Dell'O. ci rimane una piccola raccolta di una ventina di componimenti, fra i quali non mancano naturalmente quelli di argomento amoroso. In questi ultimi il rimatore appare come seguace della corrente siculo-guittoniana, né offre alcun appiglio perché si possa affermare una sua pur lontana parentela con gli stilnovisti, neanche in due ballate, alle quali è pur da riconoscere qualche movenza meno dura e meno raziocinativa. Più noto e robusto un sonetto politico (Color di cener fatti son li Bianchi), che il Levi ritiene composto in occasione dell'alleanza stretta nel 1302 tra i fuorusciti bianchi e gli Uberti e i ghibellini del contado. Più interessanti invece le rime di corrispondenza, che costituiscono buona parte del suo canzoniere. Egli tenzonò con un ser Bonagiunta monaco della Badia di Firenze (da non confondere con l'Orbicciani) sulla vera amistà; con Monte Andrea, allusivamente scherzando; con Dino Compagni per respingere certe sue accuse psicologico-letterarie; e soprattutto con Guido Cavalcanti, al quale sembra essere stato legato d'amicizia, a proposito dei miracoli operati da un'immagine della Madonna in Orsammichele; della conquista della donna amata; della maggiore o minore sapienza di entrambi in materia amorosa; e così via. Tutti questi sonetti possiedono i rituali caratteri delle rime di corrispondenza: oscura allusività, estro psicologico, tecnica difficile, rime ricercate, violenza linguistica. Al Cavalcanti è probabile che l'O. abbia anche indirizzato il sonetto Onde si muove e donde nasce amore? (cfr. v. 9 " io ne domando voi, Guido, di lui "), al quale sarebbe toccata in risposta la famosa canzone Donna me prega.

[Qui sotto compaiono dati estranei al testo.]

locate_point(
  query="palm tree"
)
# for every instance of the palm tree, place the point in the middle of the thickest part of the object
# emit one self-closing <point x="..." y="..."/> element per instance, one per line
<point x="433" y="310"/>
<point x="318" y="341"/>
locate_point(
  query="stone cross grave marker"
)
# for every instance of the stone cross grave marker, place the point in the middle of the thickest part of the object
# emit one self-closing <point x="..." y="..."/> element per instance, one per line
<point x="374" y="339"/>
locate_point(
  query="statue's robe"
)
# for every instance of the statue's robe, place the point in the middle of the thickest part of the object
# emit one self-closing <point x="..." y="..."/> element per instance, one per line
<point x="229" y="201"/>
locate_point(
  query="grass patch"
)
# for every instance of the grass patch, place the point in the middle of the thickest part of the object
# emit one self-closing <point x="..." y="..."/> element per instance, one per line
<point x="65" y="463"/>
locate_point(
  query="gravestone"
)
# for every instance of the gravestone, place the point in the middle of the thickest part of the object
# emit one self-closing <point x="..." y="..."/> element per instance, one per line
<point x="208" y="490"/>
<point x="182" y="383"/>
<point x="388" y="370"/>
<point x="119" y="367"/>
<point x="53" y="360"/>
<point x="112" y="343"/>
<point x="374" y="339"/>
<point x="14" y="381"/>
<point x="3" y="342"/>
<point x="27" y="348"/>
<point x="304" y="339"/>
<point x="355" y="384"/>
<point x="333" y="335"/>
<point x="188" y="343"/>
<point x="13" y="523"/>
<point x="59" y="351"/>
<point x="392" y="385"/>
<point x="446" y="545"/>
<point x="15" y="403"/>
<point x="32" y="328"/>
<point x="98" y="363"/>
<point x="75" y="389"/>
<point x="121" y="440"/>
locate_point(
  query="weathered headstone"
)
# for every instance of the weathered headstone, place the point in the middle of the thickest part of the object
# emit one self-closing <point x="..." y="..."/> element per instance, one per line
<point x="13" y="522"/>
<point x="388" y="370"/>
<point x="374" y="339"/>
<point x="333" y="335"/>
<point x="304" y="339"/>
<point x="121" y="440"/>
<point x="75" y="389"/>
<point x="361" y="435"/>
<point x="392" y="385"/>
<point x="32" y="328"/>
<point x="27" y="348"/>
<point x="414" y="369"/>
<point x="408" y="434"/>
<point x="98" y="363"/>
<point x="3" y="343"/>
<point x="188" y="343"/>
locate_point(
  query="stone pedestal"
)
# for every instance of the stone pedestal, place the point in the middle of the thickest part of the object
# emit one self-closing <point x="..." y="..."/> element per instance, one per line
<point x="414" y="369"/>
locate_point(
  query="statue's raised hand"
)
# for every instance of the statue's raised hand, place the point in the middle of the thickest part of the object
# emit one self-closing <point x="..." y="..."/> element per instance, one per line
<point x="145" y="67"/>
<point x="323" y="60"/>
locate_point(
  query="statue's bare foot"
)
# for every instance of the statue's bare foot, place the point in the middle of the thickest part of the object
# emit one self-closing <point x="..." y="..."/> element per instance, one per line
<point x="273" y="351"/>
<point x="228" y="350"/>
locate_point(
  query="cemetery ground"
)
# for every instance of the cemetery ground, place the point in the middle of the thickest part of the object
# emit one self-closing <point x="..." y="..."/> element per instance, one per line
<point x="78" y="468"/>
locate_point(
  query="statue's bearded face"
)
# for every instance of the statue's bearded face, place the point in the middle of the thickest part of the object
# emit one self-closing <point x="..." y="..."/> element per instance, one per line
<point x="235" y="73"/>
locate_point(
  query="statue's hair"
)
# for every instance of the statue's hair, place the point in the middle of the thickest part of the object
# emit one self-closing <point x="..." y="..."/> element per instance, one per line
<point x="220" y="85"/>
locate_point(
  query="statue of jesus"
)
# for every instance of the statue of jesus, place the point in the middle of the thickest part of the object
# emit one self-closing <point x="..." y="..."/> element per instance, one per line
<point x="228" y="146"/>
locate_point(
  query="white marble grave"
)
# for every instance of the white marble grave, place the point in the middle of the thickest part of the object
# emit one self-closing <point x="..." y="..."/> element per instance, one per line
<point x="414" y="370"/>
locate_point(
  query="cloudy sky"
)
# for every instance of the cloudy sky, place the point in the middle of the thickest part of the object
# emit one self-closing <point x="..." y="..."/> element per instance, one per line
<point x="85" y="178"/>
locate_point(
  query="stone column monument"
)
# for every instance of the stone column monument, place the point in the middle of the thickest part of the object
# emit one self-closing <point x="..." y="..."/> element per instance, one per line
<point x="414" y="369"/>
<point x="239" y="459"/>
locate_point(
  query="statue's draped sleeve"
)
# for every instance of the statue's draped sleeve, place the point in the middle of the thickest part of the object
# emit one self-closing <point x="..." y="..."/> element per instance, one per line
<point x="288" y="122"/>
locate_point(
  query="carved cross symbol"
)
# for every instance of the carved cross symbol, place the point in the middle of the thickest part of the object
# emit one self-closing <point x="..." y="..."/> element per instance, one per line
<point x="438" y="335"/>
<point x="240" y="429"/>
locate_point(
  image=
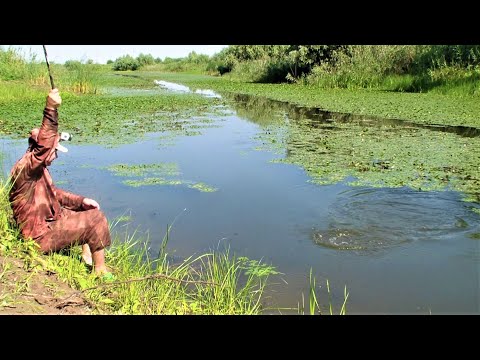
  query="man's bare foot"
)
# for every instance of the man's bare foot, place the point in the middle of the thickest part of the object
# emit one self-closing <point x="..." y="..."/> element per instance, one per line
<point x="87" y="254"/>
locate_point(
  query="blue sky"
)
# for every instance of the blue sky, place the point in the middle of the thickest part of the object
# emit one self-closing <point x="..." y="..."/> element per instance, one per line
<point x="102" y="53"/>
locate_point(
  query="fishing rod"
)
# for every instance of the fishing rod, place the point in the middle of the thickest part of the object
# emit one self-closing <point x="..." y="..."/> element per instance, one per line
<point x="48" y="66"/>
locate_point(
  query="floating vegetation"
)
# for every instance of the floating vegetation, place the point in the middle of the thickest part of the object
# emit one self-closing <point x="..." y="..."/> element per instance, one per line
<point x="152" y="181"/>
<point x="167" y="169"/>
<point x="155" y="174"/>
<point x="367" y="152"/>
<point x="202" y="187"/>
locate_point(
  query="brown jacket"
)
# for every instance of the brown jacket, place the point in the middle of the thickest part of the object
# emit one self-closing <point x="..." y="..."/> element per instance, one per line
<point x="34" y="198"/>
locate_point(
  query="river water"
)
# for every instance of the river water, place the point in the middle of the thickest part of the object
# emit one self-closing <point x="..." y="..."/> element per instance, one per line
<point x="396" y="249"/>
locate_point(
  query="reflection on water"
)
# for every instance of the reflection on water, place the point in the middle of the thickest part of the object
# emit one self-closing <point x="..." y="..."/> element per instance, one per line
<point x="372" y="220"/>
<point x="334" y="147"/>
<point x="302" y="189"/>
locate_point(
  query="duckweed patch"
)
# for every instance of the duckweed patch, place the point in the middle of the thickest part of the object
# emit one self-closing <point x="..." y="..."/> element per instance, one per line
<point x="373" y="152"/>
<point x="167" y="169"/>
<point x="155" y="174"/>
<point x="422" y="108"/>
<point x="114" y="118"/>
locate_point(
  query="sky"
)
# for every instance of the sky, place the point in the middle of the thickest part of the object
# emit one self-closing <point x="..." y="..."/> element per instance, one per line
<point x="101" y="53"/>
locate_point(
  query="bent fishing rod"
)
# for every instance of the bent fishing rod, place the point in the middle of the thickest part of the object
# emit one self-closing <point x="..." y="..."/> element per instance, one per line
<point x="48" y="67"/>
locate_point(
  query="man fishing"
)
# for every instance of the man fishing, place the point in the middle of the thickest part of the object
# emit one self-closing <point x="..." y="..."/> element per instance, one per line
<point x="52" y="217"/>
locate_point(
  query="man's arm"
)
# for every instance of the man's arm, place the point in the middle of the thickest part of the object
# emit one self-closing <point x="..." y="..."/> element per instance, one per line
<point x="49" y="130"/>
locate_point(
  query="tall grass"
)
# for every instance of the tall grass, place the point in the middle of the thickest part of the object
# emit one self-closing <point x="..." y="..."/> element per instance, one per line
<point x="212" y="283"/>
<point x="26" y="72"/>
<point x="313" y="303"/>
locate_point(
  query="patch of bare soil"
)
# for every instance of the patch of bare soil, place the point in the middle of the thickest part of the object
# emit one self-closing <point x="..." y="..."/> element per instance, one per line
<point x="36" y="291"/>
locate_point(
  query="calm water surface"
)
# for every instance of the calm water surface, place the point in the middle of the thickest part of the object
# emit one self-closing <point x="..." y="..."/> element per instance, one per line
<point x="397" y="250"/>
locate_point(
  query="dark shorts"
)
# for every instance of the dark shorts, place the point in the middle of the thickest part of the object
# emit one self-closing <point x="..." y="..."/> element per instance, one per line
<point x="76" y="228"/>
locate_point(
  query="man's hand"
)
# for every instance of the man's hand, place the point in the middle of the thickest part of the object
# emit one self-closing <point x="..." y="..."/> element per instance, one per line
<point x="88" y="204"/>
<point x="53" y="99"/>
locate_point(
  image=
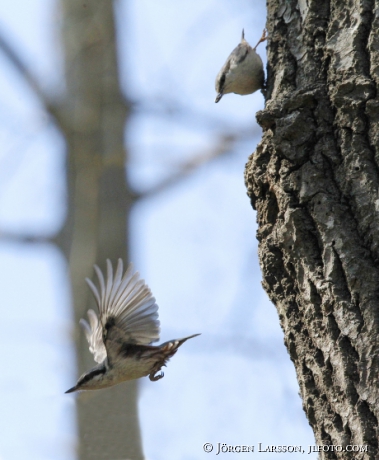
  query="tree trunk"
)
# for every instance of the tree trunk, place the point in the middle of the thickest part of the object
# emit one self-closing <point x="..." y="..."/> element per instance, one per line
<point x="314" y="182"/>
<point x="93" y="119"/>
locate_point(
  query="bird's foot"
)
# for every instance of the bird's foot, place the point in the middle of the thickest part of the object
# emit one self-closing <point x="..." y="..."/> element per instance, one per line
<point x="154" y="377"/>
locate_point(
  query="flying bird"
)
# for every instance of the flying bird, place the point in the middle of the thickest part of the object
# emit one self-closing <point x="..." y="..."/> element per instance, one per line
<point x="120" y="339"/>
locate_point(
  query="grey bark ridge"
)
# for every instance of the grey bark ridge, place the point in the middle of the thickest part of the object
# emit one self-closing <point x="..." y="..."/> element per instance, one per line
<point x="314" y="180"/>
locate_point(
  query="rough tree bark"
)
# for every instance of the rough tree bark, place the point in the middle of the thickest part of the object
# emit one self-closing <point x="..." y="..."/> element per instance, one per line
<point x="314" y="181"/>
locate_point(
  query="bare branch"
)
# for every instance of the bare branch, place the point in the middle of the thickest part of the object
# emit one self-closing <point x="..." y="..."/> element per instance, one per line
<point x="23" y="70"/>
<point x="224" y="146"/>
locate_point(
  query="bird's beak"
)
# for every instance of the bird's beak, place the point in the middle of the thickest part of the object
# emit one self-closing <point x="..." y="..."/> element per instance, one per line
<point x="218" y="97"/>
<point x="71" y="390"/>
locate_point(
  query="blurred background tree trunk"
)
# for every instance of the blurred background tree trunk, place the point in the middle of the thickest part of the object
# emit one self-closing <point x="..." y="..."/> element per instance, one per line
<point x="93" y="118"/>
<point x="314" y="182"/>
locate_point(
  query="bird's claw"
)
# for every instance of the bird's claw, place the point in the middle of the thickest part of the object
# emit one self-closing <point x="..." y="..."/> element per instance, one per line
<point x="156" y="377"/>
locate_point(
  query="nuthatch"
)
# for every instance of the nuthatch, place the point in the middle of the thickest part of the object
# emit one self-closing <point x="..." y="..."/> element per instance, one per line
<point x="120" y="339"/>
<point x="242" y="72"/>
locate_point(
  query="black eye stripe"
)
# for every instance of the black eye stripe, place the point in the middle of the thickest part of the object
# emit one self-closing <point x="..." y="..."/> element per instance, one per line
<point x="92" y="374"/>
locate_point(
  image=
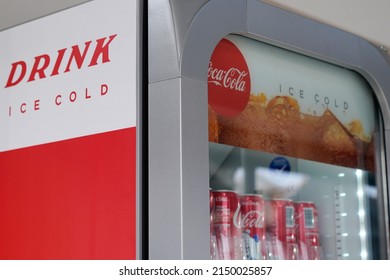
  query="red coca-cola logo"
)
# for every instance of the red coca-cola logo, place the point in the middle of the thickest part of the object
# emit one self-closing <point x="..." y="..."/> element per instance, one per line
<point x="253" y="219"/>
<point x="228" y="80"/>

Almeno un cenno merita il misterioso sonetto Poi che traesti infino al ferro l'arco, attribuito all'O. in risposta, come si precisa nel cod. Vaticano lat. 3214 che lo contiene, " a uno sonetto ke li mando dantelli ali ". Esso fu inserito dal Barbi nell'edizione del 1921 detta " del centenario " al n. LXIV delle Rime, poiché le ultime due parole dell'intestazione che si legge nel codice furono interpretate come " Dante Alighieri ". Assai oscuro ne è il significato; tuttavia la tramatura stilistica è tale da far pensare, piuttosto che all'Alighieri, a Dante da Maiano, al quale per altro l'O. indirizzò in tenzone anche il sonetto Al motto diredan prima ragione.

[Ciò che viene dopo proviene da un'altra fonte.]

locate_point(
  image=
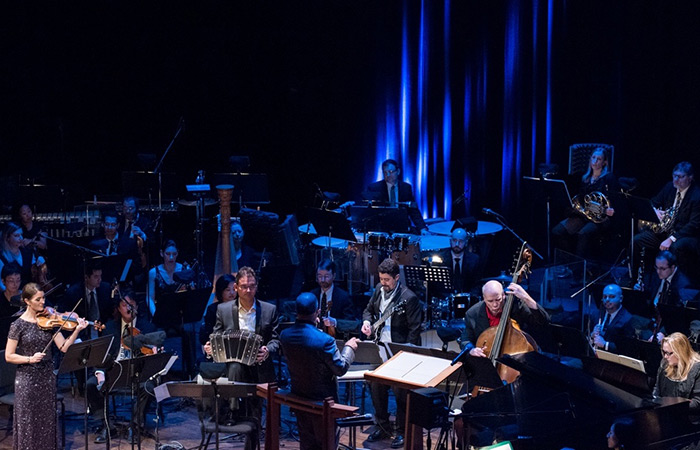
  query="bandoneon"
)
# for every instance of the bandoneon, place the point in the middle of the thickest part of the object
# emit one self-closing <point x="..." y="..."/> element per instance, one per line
<point x="235" y="346"/>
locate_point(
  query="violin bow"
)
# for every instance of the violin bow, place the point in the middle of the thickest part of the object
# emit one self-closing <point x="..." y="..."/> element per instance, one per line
<point x="59" y="329"/>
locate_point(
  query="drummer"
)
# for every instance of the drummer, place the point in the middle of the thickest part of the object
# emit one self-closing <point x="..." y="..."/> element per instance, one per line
<point x="463" y="262"/>
<point x="394" y="191"/>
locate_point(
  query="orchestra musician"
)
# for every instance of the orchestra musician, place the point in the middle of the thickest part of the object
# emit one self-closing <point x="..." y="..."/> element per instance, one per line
<point x="249" y="314"/>
<point x="35" y="421"/>
<point x="125" y="318"/>
<point x="337" y="300"/>
<point x="679" y="204"/>
<point x="670" y="286"/>
<point x="577" y="227"/>
<point x="403" y="326"/>
<point x="12" y="279"/>
<point x="393" y="190"/>
<point x="12" y="250"/>
<point x="487" y="313"/>
<point x="314" y="363"/>
<point x="464" y="263"/>
<point x="132" y="224"/>
<point x="615" y="321"/>
<point x="33" y="235"/>
<point x="679" y="372"/>
<point x="224" y="291"/>
<point x="113" y="243"/>
<point x="161" y="278"/>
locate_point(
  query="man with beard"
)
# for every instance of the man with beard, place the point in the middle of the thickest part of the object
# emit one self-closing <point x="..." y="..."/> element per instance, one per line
<point x="404" y="326"/>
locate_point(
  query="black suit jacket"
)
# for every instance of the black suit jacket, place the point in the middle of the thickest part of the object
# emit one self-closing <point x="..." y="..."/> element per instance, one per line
<point x="341" y="308"/>
<point x="621" y="326"/>
<point x="470" y="271"/>
<point x="406" y="322"/>
<point x="378" y="191"/>
<point x="314" y="361"/>
<point x="687" y="222"/>
<point x="477" y="321"/>
<point x="677" y="294"/>
<point x="266" y="325"/>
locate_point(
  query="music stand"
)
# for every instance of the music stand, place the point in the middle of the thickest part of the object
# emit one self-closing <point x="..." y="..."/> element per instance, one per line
<point x="137" y="370"/>
<point x="640" y="208"/>
<point x="677" y="318"/>
<point x="568" y="342"/>
<point x="82" y="355"/>
<point x="249" y="188"/>
<point x="331" y="224"/>
<point x="417" y="277"/>
<point x="387" y="219"/>
<point x="556" y="194"/>
<point x="202" y="391"/>
<point x="181" y="307"/>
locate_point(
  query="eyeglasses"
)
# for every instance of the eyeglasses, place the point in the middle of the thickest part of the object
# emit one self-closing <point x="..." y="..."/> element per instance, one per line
<point x="247" y="287"/>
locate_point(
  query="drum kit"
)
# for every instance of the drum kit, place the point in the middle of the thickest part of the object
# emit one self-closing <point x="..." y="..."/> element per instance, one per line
<point x="357" y="261"/>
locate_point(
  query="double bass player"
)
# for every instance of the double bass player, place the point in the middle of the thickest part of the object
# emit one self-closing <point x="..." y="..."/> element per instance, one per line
<point x="487" y="313"/>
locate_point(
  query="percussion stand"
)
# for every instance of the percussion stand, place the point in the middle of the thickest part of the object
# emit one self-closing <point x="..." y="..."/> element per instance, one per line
<point x="439" y="278"/>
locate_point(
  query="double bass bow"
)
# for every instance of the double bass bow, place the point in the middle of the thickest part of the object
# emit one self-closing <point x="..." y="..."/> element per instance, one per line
<point x="507" y="337"/>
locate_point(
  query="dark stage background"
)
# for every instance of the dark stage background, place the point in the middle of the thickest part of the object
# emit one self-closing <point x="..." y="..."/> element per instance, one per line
<point x="470" y="95"/>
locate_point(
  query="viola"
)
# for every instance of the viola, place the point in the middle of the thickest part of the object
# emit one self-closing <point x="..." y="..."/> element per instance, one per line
<point x="50" y="319"/>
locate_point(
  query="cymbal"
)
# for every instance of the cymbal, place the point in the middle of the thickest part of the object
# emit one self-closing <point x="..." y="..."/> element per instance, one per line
<point x="207" y="202"/>
<point x="503" y="278"/>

Bibl. - Testi: E. Lamma, Le rime di G. O., Imola 1898. Studi: E. Lamma, G.O. e la scuola del dolce stil novo, Firenze 1895 (estr. da " Rass. Nazionale " 16 ott. 1895); E. Levi, G. O.: appunti sulla sua biografia e sul suo canzoniere, in " Giorn. stor. " XLVIII (1906) 1-35; S. Debenedetti, Nuovi studi sulla Giuntina di rime antiche, Città di Castello 1912, 12; E. Bigi, Genesi di un concetto storiografico: " Dolce stil novo ", in " Giorn. stor. " CXXXII (1955) 333-371.